You split the total record count into fixed-size chunks and start one child Workflow per chunk. Each child is given an offset and a length so it knows which slice of the record set to fetch and process independently.

The parent Workflow starts all children concurrently and waits for them all to complete. If a child fails the parent can retry that child without re-processing the records handled by other children.

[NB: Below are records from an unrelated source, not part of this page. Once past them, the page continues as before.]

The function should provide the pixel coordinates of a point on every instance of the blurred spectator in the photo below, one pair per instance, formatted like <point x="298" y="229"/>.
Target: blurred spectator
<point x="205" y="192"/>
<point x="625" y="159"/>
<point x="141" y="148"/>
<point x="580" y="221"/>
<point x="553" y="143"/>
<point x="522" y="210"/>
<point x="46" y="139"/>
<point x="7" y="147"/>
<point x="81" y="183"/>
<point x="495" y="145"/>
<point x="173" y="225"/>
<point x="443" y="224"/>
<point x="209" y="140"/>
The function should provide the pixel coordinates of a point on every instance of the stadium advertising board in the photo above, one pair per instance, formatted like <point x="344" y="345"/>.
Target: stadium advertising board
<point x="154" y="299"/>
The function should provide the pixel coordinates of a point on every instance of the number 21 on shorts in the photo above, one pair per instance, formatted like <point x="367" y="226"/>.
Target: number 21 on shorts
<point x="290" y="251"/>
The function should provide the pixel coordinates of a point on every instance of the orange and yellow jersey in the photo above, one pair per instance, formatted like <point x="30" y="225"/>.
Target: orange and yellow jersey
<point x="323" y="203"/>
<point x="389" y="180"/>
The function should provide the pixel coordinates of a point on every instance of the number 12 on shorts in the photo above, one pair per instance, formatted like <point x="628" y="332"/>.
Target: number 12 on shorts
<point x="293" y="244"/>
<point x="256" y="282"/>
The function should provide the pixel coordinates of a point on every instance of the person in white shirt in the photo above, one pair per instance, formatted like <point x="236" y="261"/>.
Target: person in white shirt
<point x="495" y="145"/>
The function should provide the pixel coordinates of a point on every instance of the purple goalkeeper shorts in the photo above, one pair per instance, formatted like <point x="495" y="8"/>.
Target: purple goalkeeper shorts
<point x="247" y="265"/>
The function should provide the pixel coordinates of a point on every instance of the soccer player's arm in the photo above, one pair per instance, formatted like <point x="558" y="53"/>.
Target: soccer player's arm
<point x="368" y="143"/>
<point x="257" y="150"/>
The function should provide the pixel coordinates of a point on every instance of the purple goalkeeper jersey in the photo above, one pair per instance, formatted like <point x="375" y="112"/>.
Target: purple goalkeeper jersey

The following describes each step in the diagram:

  1. The parent Workflow receives the total record count and a configured chunk size.
  2. It divides the total into chunks and starts one child Workflow per chunk, passing only offset and length.
  3. Each child independently fetches its slice of records (using the offset and length) and calls processRecord for each one.
  4. Each child completes and returns its result to the parent.
  5. The parent blocks until all children have completed, then returns the aggregated result.

Implementation

The following examples show how each SDK implements the Fan-Out pattern.

// workflows.ts
import {
executeChild,
proxyActivities,
workflowInfo,
} from "@temporalio/workflow";
import type * as activities from "./activities";
import { TASK_QUEUE, CHUNK_SIZE } from "./shared";

const { processRecord } = proxyActivities<typeof activities>({
startToCloseTimeout: "10 seconds",
});

export async function fanOutWorkflow(
totalRecords: number,
chunkSize: number = CHUNK_SIZE
): Promise<number> {
const children: Promise<number>[] = [];

for (let offset = 0; offset < totalRecords; offset += chunkSize) {
const length = Math.min(chunkSize, totalRecords - offset);
children.push(
executeChild(recordBatchWorkflow, {
args: [offset, length],
taskQueue: TASK_QUEUE,
workflowId: `${workflowInfo().workflowId}/batch-${offset}`,
})
);
}

const results = await Promise.all(children);
return results.reduce((sum, n) => sum + n, 0);
}

export async function recordBatchWorkflow(
offset: number,
length: number
): Promise<number> {
let processed = 0;
for (let i = offset; i < offset + length; i++) {
await processRecord(i);
processed++;
}
return processed;
}

Best Practices

  • Use offset and length, not explicit IDs. Pass only two integers to each child rather than a full slice of IDs. The child fetches its own records. This keeps history events small.
  • Size chunks to stay under the Activity limit. Each child Workflow can have at most 2,000 in-flight Activities. Aim for chunks of 500 records or fewer if each record maps to one Activity.
  • Cap concurrent children in the parent. Starting thousands of child Workflows simultaneously puts pressure on the namespace. Consider batching child starts or using Sliding Window if you need tighter concurrency control.
  • Set PARENT_CLOSE_POLICY_ABANDON for fire-and-forget fan-outs where the parent does not need to collect results. With the default TERMINATE policy, cancelling or timing out the parent will terminate all in-flight children.
  • Give each child a deterministic Workflow ID (parentId/batch-<offset>). This makes it safe to re-run the parent: Temporal deduplicates child starts by Workflow ID, so already-completed children are not re-executed.

Common Pitfalls

  • Starting too many children at once. Each child start adds to the parent's history. Keep total children per parent under 1,000 per Temporal guidance. If you need more children, switch to MapReduce Tree or Sliding Window.
  • Passing large lists of IDs. Workflow inputs are stored in event history. Passing millions of record IDs as a list will blow the history size limit. Use offset + length instead.
  • Ignoring child failures. A failed child does not automatically fail the parent unless you await all results. Always await child handles and handle errors explicitly.